Thanks for the extended analysis of this issue Abel and elevating me to prominence!
Now I am not a patent lawyer either (even though I am an author on a patent, Method of controlling damage mediated by alpha, beta-unsaturated aldehydes, which has singularly failed to bring my co-authors and I fame fortune and research funding), but I still cannot see how, for the life of me, the fact that horny goatweed is used to treat erectile dysfunction has any bearing on claim 24.
Until 2001, 5 years after the patent was lodged there was no evidence that either horny goatweed or icariin had any effect on the NO/cGMP system, let alone the PDE5 enzyme.
As an example, look at the herb Yohimbe, it's used as a treatment for erectile dysfunction, and you could say the Pfizers' patent clause 24 was invalid because Yohimbe treats erectile dysfunction. But Yohimbine, the active ingredient of Yohimbe, acts in a completely different manner (it's an alpha-adrenoceptor blocker).
The point is that clause 24 is a clause about selective cGMP PDE inhibitors, not "anything that can treat erectile dysfunction in anyway imaginable". You can quite legitimately say clause 24 is too broad (but Pfizer hasn't stomped on any other selective cGMP inhibitors like tadalafil or vardenafil etc.). But that's the argument that should be used, not a spurious appeal to a herbal extract whose mechanism of action wasn't known even in outline until 5 years after the patent was filed.
There is a term that is sometimes used in patent lingo when someone puts stuff in their patent application that they don't need to, and which causes difficulties for people in the future trying to patent stuff. The term is called "crapping on the art".
In order to "crap" on the patent art, you don't need peer-reviewed stuff, you don't even need stuff that is accurate or even correct. Horny goat weed doesn't even need to work to treat erectile dysfunction, so long as it is believed to work, and is used for that indication, and is in use prior to the filing of the viagra patent application, and contains a selective phosphodiesterase inhibitor, then it counts and the claim must be rejected.

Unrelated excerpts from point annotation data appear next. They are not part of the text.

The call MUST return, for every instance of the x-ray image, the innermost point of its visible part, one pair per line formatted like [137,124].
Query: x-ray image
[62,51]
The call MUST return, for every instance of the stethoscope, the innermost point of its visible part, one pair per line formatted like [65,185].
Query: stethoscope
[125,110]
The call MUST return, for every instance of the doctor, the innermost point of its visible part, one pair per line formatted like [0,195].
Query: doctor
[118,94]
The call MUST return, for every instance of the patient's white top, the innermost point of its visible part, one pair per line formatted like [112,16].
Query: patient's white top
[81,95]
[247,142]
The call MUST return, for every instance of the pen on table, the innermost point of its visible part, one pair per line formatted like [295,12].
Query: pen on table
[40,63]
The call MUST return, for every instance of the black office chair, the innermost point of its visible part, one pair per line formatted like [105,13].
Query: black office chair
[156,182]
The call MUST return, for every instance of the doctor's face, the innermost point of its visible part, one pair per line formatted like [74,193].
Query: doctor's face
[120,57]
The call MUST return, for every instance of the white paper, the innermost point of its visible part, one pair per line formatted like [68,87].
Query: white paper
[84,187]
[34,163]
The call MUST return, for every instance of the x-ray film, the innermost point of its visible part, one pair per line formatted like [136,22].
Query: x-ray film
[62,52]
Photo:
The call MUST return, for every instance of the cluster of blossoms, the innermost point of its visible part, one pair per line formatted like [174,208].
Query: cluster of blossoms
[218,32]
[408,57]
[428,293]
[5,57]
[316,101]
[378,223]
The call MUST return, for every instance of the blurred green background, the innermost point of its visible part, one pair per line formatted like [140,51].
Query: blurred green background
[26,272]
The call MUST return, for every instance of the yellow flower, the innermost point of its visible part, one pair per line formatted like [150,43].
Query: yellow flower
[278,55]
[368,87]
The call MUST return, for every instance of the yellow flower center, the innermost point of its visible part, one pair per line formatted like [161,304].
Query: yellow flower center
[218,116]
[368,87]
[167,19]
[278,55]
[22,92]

The mechanism of its function does not need to be known before the viagra patent filing, just that it is in use.
There are some real weaknesses and loopholes in patent law. One of them, that by demonstrating a single case you get to claim all cases is (I think) very damaging. Some of the early GM patents were like this, they showed one GM soybean, so they claimed all GM soybeans.
Meh, I sent in a long comment and the intertubes appear to have eaten it, after Science Blogs robot assuring me it had been received. I'll try again later.
Thanks for resurrecting the comment Abel!